Société

Soupçons de maltraitance : l'archevêque de Bourges "déçu et surpris" après la fermeture d'une école catholique

Par Adèle Bossard, France Bleu Berry samedi 3 juin 2017 à 20:44

Armand Maillard, archevêque de Bourges depuis 2007, ici en 2016.
Armand Maillard, archevêque de Bourges depuis 2007, ici en 2016. © Maxppp - /NCY

L'archevêque de Bourges réagit aux soupçons qui pèsent sur l'école catholique de l'Angélus, située à Presly dans le Cher. Une enquête a été ouverte pour des soupçons de maltraitance et d'agressions sexuelles.

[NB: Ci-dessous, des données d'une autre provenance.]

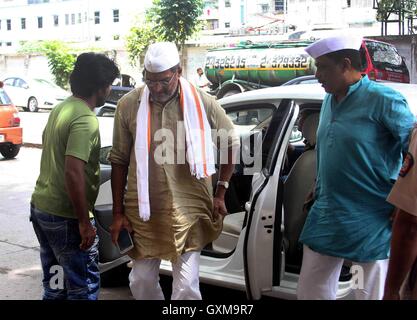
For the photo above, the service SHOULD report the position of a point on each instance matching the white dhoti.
(144, 278)
(319, 277)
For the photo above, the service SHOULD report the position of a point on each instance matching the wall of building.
(76, 22)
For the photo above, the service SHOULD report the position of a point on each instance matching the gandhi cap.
(161, 56)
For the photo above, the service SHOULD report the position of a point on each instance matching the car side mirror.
(296, 135)
(104, 155)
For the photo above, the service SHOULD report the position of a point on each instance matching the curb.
(32, 145)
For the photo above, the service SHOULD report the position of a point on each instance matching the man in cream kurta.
(184, 215)
(403, 259)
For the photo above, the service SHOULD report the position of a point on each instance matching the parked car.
(301, 80)
(121, 85)
(33, 94)
(10, 130)
(258, 250)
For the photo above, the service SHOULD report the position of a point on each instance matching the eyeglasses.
(164, 83)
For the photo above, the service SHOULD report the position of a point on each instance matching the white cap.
(333, 44)
(161, 56)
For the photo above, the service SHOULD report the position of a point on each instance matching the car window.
(383, 55)
(21, 83)
(4, 98)
(45, 83)
(250, 117)
(9, 81)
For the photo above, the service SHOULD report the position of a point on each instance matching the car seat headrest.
(310, 126)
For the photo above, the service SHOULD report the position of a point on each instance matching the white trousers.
(144, 278)
(319, 277)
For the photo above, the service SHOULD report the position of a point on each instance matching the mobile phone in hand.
(124, 241)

Armand Maillard se dit "ému et déçu" mais refuse de prendre position pour le moment.

L'archevêque de Bourges réagit sur France Bleu Berry aux soupçons qui pèsent sur l'institution de l'Angélus dans le Cher. S'il se dit surpris, ému et déçu, il refuse pour le moment de condamner les faits présumés et le directeur de l'école, l'abbé Spinoza. Une enquête a été ouverte vendredi 2 juin par le procureur de Bourges pour des "soupçons d'agression de nature sexuelle" et de maltraitance à l'institution catholique Angélus de Presly, dans le Cher, entre Vierzon et Aubigny-sur-Nère. Une perquisition a été menée vendredi dans cet établissement hors contrat avec l'Etat, à la suite de plusieurs témoignages recueillis par l'inspecteur d'académie, qui a donné l'alerte.

L'archevêque de Bourges réagit sur France Bleu Berry aux soupçons qui pèsent sur l'institution de l'Angélus située à Presly dans le Cher.

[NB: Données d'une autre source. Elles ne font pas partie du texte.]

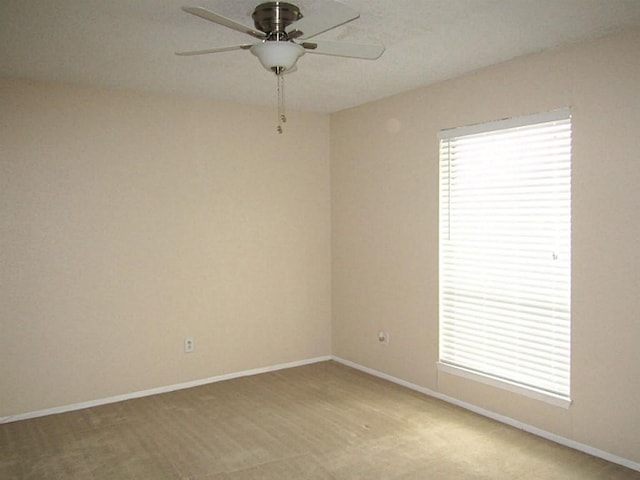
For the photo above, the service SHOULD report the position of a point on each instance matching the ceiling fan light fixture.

"Je suis quand même ému et déçu parce que ça touche à une école donc ça veut dire que ça touche des enfants, des jeunes, des familles concernées...", réagit dans un premier temps Armand Maillard, archevêque de Bourges depuis une dizaine d'années, avant de tempérer : "Ma position pour l'instant c'est d'attendre que l'enquête soit conclue. Car il ne faut pas non plus qu'on se projette en justicier. Je suis prêt à tout si c'est fondé".

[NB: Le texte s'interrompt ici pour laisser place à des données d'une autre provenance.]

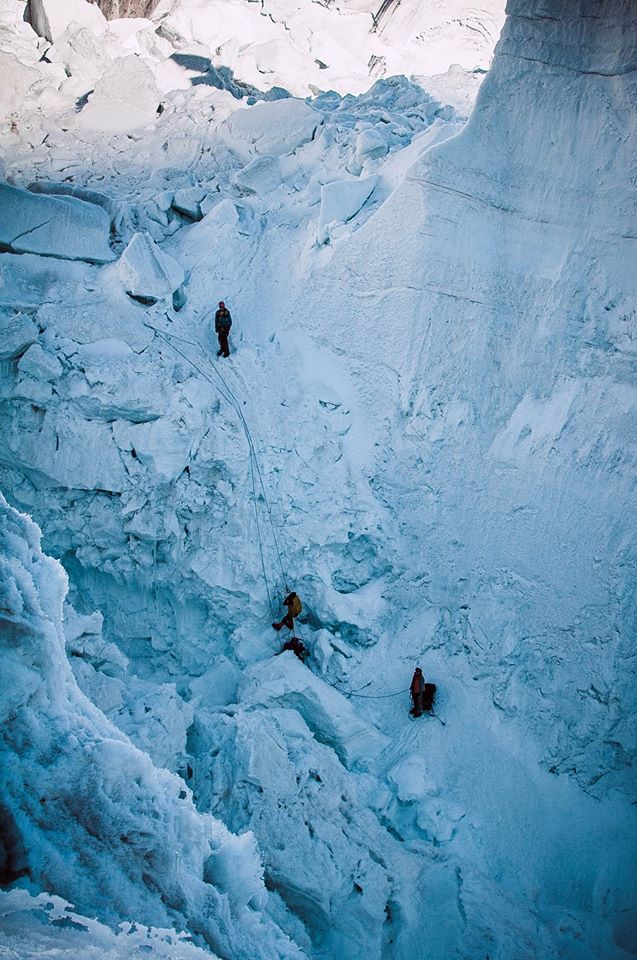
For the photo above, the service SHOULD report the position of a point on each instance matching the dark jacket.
(223, 321)
(293, 603)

Dans sa conférence de presse vendredi soir, après les perquisitions et après avoir entendu une soixantaine d'enfants, le procureur de Bourges a pourtant évoqué à la fois des violences, des privations de repas, des punitions à caractère corporel et des soupçons d'infractions de nature sexuelle. "Tout de suite le gros mot "agression sexuelle" qui est quand même très lourd dans le climat actuel dès qu'on parle des prêtres, reprend Armand Maillard. Mais je ne dis pas que ce n'est pas grave. Il faudra voir".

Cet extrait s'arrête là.